Where possible, parental preference must be met. Those already in a school do not need to apply formally for places in year 12, but admissions criteria must be the same for both internal and external applicants and should detail any entry requirements eg number and quality of GCSE passes. Schools that offer a wider range of courses can state what courses are available, the entry requirements for each, and how priority for entry to these courses will be determined if they are oversubscribed.

Entry must not be dependent on attendance, behaviour record, or perceptions of attitude or motivation. Interviews aren’t allowed, though meetings can be held to advise on options and entry requirements.

Criteria based on ability, should take account of what is available locally for those who fail to make the grade. Anyone refused a place in year 12 can appeal.

Nursery education

Getting into the nursery class at a primary school does not guarantee admission to the main school and, vice-versa, you do not have a lesser chance of getting into the main school if you choose another nursery school. You may be able to secure a place in the main school by applying for a place in the reception class – but once you’ve accepted it you can defer entry until your child is old enough for the main school, or is of compulsory school age.

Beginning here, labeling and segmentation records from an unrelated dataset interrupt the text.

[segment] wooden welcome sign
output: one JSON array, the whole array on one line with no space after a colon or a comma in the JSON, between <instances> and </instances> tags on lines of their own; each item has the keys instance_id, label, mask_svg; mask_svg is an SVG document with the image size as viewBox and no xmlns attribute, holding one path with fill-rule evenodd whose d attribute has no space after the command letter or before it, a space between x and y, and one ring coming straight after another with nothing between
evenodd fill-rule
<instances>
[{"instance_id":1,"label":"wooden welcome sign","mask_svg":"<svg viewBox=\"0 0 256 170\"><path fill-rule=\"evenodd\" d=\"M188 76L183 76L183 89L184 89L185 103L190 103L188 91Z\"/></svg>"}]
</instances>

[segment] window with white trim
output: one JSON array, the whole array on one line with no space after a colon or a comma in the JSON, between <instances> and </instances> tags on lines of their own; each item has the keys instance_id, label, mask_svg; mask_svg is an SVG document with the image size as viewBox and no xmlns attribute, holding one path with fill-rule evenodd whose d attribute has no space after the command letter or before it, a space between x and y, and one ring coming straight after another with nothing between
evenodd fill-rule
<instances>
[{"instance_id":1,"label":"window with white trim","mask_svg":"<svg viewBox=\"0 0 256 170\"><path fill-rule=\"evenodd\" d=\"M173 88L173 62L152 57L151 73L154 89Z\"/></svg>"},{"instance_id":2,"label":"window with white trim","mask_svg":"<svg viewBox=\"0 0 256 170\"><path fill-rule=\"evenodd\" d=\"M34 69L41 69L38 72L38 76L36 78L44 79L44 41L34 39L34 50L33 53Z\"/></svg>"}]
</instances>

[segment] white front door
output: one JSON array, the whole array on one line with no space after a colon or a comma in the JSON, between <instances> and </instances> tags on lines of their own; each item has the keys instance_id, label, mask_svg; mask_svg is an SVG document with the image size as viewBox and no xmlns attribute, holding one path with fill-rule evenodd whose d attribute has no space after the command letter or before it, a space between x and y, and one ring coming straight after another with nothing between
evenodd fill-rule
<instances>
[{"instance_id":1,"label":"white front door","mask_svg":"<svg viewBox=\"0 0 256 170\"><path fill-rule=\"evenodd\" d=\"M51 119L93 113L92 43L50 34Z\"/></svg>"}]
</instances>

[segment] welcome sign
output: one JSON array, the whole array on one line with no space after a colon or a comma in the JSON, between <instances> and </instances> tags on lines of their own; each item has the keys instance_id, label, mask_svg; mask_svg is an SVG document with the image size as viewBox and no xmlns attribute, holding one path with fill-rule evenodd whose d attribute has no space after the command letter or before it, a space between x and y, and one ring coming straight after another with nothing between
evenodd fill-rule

Since September 2011 all children can start school from the September following their 4th birthday. Parents may still opt to defer entry to a later date should they wish.

School transport

Admission authorities must explain clearly whether or not school transport will be available and, if so, to which schools and at what cost (if any).

Applications for school places outside the normal admissions round

This is not the same as a late application, so do have due regard to all closing dates or forfeit your rights. For those moving into an area, parental preference should be adhered to, unless the preferred school is full. Even if you are told the school is full, you should still be allowed to apply and have the right of appeal if your application is unsuccessful.


If you get what appears to be a ‘No’ on any count, you have the right of appeal, stating to an appeal committee why you think little Edna should go to Grunts and not St Dumps. Like any other appeal you need to lobby like mad – the head, the governors, the doctor, the local authority, your MP, the lollipop man – whoever seems good to you. Think up reasons that highlight what Grunts offers rather than what St Dumps doesn’t. The Department for Education website is a good place to bone up on appeals procedures. Don’t get your hopes up too high – 70 per cent of appeals fail, with successful appeals often won on technicalities. Some small businesses and other organisations offer help with appeals, and claim that they double your chances, though we don’t endorse any.